Читать книгу "Олег Даль. Я – инородный артист - Наталья Галаджева"
Шрифт:
Интервал:
Закладка:
«Олег Даль? Полный контакт и полное доверие. Вот репетиция пройдет, два раза прогоним. Мельников спрашивает: «Юра, нормально?» Полное доверие было. Я мог сказать: «По-моему, не очень». Он (О. Даль) возьмет и переделает. Причем даже, не полное доверие, а полное совпадение. Не потому, что он мне доверяет больше, чем Мельникову. Он, слава Богу, имел свою точку зрения. Он просто изначально почувствовал, что мы с ним совпадаем и что мне со стороны в глазок камеры видно, когда он ошибается.
…Все время веду разговоры, как бы все переделать. Мне не удалось это нигде, честно говоря. И с «Утиной охотой» не удалось. Ведь на самом деле там все не так, как должно было быть. Ни мне не удалось, ни Олегу Далю не удалось… Ни Мельникову даже при каком-то его желании. Основная установка – главный герой Зилов такой, потому что пьет, а потому что пьет, он плохой, а вокруг него хорошие люди. Вот такая была установка. Был спущен такой циркуляр.

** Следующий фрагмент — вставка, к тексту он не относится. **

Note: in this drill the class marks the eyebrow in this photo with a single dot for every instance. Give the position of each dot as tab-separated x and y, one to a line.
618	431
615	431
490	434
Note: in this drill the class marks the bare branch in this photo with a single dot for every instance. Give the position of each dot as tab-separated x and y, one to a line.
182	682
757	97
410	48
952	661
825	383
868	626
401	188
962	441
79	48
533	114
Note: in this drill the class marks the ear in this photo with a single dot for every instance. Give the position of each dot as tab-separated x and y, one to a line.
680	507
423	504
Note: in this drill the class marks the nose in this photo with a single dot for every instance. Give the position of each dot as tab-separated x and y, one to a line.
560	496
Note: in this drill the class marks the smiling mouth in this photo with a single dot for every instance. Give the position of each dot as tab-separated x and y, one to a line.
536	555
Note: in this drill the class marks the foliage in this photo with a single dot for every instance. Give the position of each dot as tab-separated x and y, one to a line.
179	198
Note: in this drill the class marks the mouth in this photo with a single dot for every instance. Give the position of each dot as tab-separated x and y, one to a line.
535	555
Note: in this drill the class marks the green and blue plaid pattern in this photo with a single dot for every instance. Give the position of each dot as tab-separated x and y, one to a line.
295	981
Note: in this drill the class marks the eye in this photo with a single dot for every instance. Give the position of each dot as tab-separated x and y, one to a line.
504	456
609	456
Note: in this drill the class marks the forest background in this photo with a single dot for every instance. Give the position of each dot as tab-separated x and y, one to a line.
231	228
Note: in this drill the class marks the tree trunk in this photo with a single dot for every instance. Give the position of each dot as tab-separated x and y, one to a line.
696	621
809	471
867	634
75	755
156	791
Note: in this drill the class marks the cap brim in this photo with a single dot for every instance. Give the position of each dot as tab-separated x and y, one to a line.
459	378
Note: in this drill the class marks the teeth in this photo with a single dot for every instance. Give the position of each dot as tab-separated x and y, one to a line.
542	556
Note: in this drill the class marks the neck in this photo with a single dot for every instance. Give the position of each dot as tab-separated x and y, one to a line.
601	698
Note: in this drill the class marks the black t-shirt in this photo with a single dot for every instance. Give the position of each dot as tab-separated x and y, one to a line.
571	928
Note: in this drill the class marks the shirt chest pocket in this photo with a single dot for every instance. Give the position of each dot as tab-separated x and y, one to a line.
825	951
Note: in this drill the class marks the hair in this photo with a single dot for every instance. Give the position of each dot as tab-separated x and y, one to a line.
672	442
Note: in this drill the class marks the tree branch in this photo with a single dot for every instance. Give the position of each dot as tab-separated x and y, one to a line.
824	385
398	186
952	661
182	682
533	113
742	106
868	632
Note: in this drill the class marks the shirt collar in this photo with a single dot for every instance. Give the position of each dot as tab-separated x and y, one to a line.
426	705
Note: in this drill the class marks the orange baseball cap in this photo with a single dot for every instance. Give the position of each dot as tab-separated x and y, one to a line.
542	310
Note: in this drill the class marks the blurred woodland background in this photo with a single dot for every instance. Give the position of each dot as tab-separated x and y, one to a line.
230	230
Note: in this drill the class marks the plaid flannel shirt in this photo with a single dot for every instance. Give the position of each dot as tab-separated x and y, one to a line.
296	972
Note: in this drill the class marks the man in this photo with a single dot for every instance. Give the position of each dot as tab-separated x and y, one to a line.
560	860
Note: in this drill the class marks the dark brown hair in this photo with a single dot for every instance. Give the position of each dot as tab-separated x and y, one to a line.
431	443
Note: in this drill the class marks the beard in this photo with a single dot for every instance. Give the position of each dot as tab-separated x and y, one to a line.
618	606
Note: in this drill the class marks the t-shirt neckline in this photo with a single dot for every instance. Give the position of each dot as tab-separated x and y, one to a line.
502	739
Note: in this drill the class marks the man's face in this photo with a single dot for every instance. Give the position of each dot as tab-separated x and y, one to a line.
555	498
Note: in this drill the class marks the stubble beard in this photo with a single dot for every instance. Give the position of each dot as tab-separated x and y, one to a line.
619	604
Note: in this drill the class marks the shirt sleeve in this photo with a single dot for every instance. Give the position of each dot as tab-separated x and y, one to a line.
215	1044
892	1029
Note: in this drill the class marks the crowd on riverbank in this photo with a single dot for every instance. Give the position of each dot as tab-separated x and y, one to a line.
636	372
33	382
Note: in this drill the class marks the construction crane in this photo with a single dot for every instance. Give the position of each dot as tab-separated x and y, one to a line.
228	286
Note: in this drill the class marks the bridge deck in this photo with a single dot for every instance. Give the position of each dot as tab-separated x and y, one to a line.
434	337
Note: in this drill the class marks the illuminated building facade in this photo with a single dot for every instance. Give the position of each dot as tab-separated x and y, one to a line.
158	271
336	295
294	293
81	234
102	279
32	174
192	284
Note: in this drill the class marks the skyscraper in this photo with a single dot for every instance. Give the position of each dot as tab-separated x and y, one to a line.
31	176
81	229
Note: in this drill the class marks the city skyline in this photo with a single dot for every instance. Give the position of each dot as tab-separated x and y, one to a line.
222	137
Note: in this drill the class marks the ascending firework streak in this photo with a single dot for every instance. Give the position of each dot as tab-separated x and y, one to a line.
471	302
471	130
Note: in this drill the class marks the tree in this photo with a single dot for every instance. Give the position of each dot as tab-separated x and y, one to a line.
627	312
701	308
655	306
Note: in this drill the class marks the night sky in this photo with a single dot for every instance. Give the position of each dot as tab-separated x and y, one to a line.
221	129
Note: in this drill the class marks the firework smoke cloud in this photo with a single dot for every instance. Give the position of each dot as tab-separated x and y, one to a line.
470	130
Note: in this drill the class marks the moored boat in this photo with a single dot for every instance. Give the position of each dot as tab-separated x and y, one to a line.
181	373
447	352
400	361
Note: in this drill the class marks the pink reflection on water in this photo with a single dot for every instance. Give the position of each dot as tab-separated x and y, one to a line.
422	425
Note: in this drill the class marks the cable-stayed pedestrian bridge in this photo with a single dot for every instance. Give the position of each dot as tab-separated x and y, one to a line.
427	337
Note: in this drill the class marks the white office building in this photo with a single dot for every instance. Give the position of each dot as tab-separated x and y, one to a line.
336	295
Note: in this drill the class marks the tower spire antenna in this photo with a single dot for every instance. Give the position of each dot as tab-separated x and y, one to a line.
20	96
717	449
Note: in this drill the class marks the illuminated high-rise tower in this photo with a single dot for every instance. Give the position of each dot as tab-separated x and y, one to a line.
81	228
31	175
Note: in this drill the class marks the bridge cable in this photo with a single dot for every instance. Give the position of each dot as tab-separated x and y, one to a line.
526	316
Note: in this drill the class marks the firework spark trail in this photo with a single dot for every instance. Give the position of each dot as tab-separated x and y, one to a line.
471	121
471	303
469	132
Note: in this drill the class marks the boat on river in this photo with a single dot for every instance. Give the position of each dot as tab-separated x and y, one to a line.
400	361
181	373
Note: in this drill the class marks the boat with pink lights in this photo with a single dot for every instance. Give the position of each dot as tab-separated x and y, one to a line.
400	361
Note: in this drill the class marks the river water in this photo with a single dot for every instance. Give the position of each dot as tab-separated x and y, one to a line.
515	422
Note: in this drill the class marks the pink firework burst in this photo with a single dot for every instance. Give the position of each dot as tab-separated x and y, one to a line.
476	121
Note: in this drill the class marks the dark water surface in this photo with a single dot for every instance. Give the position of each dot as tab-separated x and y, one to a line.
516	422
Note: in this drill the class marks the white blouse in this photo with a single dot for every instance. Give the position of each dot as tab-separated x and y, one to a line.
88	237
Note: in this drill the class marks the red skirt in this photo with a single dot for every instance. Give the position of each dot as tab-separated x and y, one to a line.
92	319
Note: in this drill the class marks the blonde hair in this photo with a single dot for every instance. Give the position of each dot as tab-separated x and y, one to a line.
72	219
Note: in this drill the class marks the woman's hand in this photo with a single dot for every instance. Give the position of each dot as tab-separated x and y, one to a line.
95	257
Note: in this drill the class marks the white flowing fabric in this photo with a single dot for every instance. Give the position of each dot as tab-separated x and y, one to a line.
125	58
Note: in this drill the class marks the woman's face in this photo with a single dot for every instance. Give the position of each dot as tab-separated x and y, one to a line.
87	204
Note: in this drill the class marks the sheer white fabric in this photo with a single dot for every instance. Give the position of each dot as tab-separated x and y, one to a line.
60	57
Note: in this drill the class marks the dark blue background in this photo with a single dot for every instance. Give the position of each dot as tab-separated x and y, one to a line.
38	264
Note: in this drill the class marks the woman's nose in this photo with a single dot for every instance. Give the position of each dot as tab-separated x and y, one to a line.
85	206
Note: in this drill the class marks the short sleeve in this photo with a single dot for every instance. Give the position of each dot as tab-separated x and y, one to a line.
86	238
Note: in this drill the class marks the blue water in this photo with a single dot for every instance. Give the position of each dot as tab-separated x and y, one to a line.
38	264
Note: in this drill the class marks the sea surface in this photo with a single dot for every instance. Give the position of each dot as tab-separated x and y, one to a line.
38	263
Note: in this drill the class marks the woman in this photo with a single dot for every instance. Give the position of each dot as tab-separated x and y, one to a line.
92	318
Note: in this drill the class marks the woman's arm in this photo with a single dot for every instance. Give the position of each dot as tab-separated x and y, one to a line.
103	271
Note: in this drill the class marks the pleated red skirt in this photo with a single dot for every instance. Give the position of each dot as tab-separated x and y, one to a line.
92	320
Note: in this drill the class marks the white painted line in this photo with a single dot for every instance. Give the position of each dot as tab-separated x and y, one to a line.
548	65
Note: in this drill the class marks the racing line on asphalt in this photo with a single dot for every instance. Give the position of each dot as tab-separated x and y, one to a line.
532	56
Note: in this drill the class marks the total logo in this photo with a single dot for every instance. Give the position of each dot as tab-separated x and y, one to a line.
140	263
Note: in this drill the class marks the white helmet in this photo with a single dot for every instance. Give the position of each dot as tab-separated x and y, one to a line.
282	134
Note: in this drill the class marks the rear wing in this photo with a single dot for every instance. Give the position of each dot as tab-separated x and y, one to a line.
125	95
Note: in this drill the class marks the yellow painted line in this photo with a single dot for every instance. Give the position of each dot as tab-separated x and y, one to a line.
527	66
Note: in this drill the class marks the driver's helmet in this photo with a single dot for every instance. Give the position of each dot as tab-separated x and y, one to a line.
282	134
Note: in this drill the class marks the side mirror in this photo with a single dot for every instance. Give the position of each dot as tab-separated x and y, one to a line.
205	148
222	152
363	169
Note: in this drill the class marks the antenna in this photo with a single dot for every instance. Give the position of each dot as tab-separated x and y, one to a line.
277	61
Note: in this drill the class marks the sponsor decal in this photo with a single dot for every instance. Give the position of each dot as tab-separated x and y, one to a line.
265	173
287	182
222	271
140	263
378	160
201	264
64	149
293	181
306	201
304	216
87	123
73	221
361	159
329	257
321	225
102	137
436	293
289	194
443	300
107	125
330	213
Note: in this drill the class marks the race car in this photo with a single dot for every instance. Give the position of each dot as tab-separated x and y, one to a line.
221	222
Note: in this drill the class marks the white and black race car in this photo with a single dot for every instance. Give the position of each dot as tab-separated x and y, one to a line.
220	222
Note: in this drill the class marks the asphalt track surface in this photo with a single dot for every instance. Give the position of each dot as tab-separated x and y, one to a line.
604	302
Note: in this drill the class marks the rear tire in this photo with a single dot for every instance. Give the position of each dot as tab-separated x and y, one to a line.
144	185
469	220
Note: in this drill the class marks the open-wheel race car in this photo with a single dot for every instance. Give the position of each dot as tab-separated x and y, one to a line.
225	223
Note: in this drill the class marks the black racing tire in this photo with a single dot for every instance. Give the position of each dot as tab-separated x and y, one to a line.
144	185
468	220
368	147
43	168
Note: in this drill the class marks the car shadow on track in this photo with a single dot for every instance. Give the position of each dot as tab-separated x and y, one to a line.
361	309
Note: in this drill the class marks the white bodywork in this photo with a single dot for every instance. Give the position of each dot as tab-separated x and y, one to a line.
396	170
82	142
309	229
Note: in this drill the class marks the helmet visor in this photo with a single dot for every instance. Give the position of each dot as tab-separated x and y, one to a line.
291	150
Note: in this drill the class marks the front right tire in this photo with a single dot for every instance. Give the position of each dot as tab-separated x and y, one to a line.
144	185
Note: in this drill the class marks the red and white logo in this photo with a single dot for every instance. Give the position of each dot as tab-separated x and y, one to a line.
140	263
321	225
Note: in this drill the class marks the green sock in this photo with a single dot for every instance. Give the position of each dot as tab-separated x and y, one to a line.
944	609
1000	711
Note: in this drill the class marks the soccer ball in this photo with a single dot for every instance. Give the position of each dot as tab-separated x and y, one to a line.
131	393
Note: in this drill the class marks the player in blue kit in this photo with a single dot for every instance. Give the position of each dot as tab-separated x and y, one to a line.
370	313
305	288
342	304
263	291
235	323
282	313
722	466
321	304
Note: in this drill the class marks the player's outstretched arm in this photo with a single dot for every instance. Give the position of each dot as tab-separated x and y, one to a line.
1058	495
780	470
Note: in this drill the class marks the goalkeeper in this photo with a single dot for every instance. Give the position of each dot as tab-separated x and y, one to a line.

А что хотелось? То, что у Вампилова написано. Зилов приличный человек, а вокруг ничтожества, пошляки. И пьет он потому, что ему плохо. А у нас получилось – плохо ему, потому что он пьет. Вот бросил бы пить, все было бы хорошо. Ну, усилия Олега, туда, сюда… Тонкости Мельникова… Но кино для начальства все равно не получилось, потому оно и лежит восемь лет… Хотя все установки формально были выполнены. И когда картину сдавали, они ее тут же приняли, тут же дали первую категорию, тут же заплатили и тут же запретили. Увидели: то, что просили – все режиссером выполнено. Но раздражает, а что именно – никак не сформулировать. И на всякий случай спрятали. Про эту картину нельзя сказать, что это кино лежит на полке. Оно принято, на полке не лежит, оно просто пока еще не пошло».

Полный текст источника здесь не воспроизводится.